Cette finale, c’était aussi le duel fratricide entre les frères Lièvremont, Marc que vous aviez recruté chez vous et son frère Thomas, capitaine de l’USAP ?
Quand nous sommes remontés en première division, à l’été 1997, il fallait que nous nous renforcions. Marc, qui était international, n’était plus en odeur de sainteté du côté de Perpignan. Un dirigeant, dont je tairais le nom, m’a même dit : "mais pourquoi tu prends Marc Lièvremont ? Il est fini !" On a vu par la suite ce qui s’est passé…

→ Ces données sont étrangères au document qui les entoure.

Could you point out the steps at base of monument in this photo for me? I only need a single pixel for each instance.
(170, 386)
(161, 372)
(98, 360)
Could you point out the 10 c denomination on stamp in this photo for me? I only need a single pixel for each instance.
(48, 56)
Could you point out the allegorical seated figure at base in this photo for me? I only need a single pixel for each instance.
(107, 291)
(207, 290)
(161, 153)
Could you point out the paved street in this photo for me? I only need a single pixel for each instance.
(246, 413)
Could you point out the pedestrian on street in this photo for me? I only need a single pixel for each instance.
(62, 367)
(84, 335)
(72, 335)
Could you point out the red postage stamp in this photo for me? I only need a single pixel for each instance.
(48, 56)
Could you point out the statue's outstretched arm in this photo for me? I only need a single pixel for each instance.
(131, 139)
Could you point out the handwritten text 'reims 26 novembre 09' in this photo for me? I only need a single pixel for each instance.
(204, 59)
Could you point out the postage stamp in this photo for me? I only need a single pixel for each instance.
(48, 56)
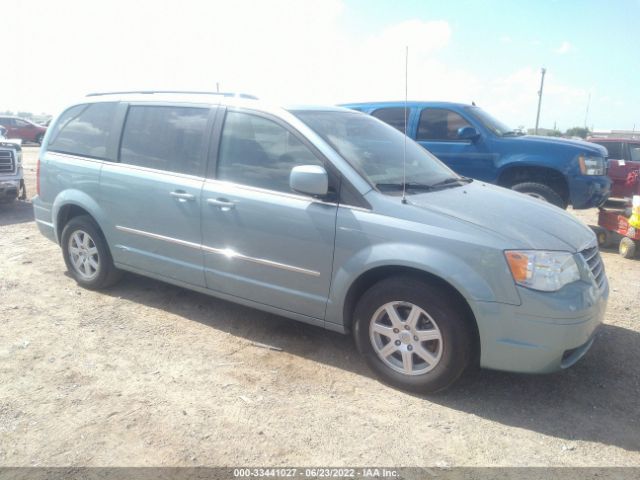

Champion de France dès son retour parmi l’élite, le Stade Français a étonné la France du rugby…
Je me souviens que pour notre première saison, nous étions invaincus à Jean-Bouin. Seule l’USAP était venue faire match nul chez nous (32-32). Ce nul, nous a peut-être motivés, le jour de la finale…
Quel regard portez-vous sur l’évolution du rugby ?
Je trouve que nous avions beaucoup plus de liberté dans les années 2000. Je ne sais pas comment serait perçu aujourd’hui d’inviter les filles du Lido avant un match. Notre société est en régression. Cachez ce sein que je ne saurais voir… Demandez à Dan Carter, lorsqu’il est venu jouer au Stade de France avec l’USAP (3)... Il se souvient encore de la haie d’honneur faite par les filles du Pink ! Il m’en a encore parlé récemment !
Vous serez à Jean-Bouin samedi ?
Non, je ne serai pas sur Paris. Mais je suis resté un fervent supporter du Stade Français. Je vais à tous leurs matchs à Jean-Bouin, quand je suis parisien. Et c’est le seul endroit où je porte du rose ! Généralement, je préfère le bleu ou le vert."
(1) L’USAP s’était imposée sur le fil (16-12), grâce à un essai de son talonneur roumain Marius Tincu(2) Deuxième ligne de l’USAP, au côté du capitaine André Sanac, lors de la finale historique de 1955(3) L’USAP était venue arracher le match nul (13-13) à Saint-Denis (30 janvier 2009)… et Dan Carter s’était blessé au tendon d’Achille, disputant son dernier match officiel sous le maillot sang et or.